Covid-19: the European epicenter

Italy | March 2020

“We Take the Dead From Morning Till Night”

At the moment when the coronavirus was ripping through northern Italy, working on assignment for The New York Times, I gained exclusive access to the Red Cross workers who were going door to door around Bergamo, the hardest hit part of Italy’s hardest hit region, to check on those who were infected and take the worst of them to the hospital.

It was a devastatingly intimate view of the way the coronavirus was tearing apart family after family in the close-knit region.
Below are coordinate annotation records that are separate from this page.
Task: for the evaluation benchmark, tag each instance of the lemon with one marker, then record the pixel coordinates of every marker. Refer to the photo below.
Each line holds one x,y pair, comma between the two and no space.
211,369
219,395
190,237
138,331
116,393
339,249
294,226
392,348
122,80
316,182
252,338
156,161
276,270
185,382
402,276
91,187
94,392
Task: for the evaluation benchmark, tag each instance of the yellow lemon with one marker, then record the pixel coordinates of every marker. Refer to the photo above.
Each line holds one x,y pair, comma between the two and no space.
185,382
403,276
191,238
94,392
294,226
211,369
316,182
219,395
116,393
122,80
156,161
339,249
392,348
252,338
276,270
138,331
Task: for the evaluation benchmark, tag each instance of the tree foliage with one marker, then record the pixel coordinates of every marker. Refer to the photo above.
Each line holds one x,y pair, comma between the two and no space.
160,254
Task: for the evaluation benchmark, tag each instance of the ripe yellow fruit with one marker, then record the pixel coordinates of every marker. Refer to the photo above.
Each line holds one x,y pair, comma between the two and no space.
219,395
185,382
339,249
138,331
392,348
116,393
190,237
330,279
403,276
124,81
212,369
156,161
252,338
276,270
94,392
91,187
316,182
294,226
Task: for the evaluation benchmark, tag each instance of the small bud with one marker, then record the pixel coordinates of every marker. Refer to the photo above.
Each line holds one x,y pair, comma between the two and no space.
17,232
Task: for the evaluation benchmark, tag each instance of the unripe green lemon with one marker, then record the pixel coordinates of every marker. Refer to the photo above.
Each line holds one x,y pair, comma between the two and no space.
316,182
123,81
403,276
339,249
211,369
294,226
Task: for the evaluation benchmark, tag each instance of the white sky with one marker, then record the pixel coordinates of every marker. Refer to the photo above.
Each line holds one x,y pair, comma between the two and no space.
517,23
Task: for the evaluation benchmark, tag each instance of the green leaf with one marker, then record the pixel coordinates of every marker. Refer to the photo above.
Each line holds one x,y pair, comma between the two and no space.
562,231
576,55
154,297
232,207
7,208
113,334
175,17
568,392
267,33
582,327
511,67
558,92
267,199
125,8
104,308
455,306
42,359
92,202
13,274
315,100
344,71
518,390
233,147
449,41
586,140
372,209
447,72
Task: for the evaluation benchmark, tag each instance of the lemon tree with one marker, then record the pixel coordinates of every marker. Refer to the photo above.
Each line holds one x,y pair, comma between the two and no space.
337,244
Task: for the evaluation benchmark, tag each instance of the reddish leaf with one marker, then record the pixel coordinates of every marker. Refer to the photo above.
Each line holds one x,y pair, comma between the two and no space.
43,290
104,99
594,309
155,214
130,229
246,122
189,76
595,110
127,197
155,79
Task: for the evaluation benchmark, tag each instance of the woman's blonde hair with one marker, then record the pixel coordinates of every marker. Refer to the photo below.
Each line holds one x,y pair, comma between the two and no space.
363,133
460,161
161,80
Working cautiously in goggles, gloves and respirator and clothed in a hazmat suit, I traveled with the workers in the ambulance, and entered the bedrooms, living rooms and kitchens of families ravaged by the virus.
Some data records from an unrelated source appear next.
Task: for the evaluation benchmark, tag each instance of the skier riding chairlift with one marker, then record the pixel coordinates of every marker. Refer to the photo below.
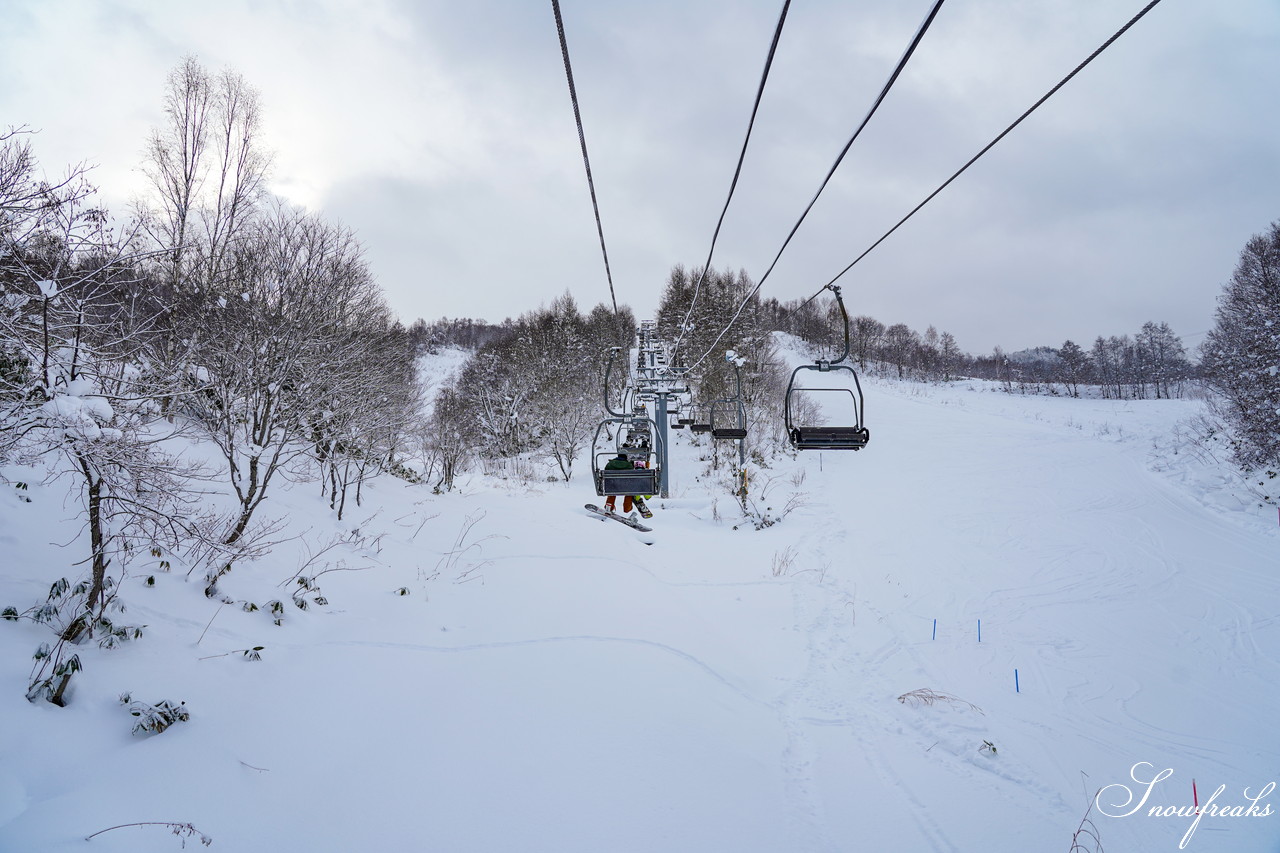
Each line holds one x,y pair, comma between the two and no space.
634,454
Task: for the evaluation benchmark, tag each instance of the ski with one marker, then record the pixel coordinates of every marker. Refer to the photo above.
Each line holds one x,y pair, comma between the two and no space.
606,514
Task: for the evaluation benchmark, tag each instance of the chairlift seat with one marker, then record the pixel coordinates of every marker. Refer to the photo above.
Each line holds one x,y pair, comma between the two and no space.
830,437
640,480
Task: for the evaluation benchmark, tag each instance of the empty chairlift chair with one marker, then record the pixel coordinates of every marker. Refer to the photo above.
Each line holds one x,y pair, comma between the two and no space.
700,420
728,419
848,429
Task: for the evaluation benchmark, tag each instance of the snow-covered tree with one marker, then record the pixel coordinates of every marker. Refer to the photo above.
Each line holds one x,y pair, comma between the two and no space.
1242,351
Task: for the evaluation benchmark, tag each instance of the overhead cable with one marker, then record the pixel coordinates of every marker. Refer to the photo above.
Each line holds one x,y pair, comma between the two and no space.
1002,135
880,99
581,138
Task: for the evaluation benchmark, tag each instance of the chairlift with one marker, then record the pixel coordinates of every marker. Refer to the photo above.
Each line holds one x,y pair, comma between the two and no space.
699,419
632,438
849,432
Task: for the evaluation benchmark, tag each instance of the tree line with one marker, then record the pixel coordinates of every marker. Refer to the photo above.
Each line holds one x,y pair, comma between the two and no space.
215,311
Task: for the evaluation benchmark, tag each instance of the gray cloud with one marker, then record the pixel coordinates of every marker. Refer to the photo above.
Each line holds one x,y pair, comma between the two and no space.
443,135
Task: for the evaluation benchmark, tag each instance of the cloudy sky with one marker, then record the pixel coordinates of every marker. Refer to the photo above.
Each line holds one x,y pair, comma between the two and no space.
442,133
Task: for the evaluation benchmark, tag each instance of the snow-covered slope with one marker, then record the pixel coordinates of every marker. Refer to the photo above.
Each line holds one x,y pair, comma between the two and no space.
552,682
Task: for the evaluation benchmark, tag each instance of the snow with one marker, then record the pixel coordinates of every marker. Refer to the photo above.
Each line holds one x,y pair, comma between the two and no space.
552,682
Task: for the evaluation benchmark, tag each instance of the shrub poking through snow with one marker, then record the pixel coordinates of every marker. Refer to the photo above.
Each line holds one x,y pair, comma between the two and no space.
156,717
182,830
924,696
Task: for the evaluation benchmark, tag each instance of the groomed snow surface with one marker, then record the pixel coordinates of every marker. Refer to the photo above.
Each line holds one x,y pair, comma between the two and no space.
557,683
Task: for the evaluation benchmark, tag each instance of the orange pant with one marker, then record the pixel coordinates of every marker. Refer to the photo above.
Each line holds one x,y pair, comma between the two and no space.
626,502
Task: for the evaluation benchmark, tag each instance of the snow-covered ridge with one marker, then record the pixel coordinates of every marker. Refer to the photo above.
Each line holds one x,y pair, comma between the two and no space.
496,670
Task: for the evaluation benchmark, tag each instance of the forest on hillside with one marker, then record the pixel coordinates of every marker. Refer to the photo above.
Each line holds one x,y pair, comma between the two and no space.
215,313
The simple surroundings I encountered belied the significance of what Bergamo had become: at that time, ground zero for the coronavirus in all the world.

When the children said good-bye to mothers, fathers and grandparents who were hoisted onto dollies and taken away, no one could know if it was for the last time. The work did not end at the front door, however.

I entered overwhelmed intensive care units and overcrowded hospital corridors lined with Covid-19 patients.

In the most tragic cases the families allowed me to follow them to cemeteries for the pared down yet poignant ceremonies that only the closest relatives could attend.